When I was a youth, working for Ralph Nader, I helped produce a conference on environmentalism, focusing specifically on energy. Yes, even then we were talking about renewable energy. Dr. Benjamin Spock came to talk about his own solar heated house -- in 1978. Hazel Henderson spoke about the fundamental error of confusing gross national product with human well being.I was the projectionist for a very nice little film called A Place to Live, about the Shelter Institute in Maine. I'm not sure they have the right idea after all -- country living, even if it's relatively energy efficient, can't be the option for most people. But the point is, even before a lot of people were thinking about climate change, we knew damn well that the fossil-fuel powered industrial economy could not just keep on growing forever.

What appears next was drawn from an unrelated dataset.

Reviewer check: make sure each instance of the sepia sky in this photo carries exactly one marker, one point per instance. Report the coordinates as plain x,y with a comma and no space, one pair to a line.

Well, we also had a speaker from -- I think it was the NAACP, might have been another civil rights organization -- whose sole agenda was to let us know that calling for a "no growth" economy was a luxury for wealthy people. Economic growth was the only way to lift people out of poverty, and it had to be accelerated, not restrained.
As Monbiot writes:
Unsurprisingly, hardly anyone wants to talk about this, as the only meaningful response is a reduction in the volume of stuff we consume. And this is where even the most progressive governments’ climate policies collide with everything else they represent. As Mustapha Mond points out in Brave New World, “industrial civilization is only possible when there’s no self-denial. Self-indulgence up to the very limits imposed by hygiene and economics. Otherwise the wheels stop turning”.
The wheels of the current economic system – which depends on perpetual growth for its survival – certainly. The impossibility of sustaining this system of endless, pointless consumption without the continued erosion of the living planet and the future prospects of humankind, is the conversation we will not have.We have seen a reduction in the amount of fossil fuel consumed per unit of total output, but it has been overwhelmed by overall growth. The fact is that humanity as a whole is far wealthier than ever, but that wealth is more concentrated in few hands than ever before. We don't need more growth to lift people out of poverty, we need more justice. But we haven't a clue how to get there, and nobody is even talking about it. No, we can't keep on growing forever. It is a mathematical impossibility. Continued exponential growth, even at what we would now consider a fairly low rate, means that humanity will devour the solar system in a couple of hundred years. Since that won't happen, what will?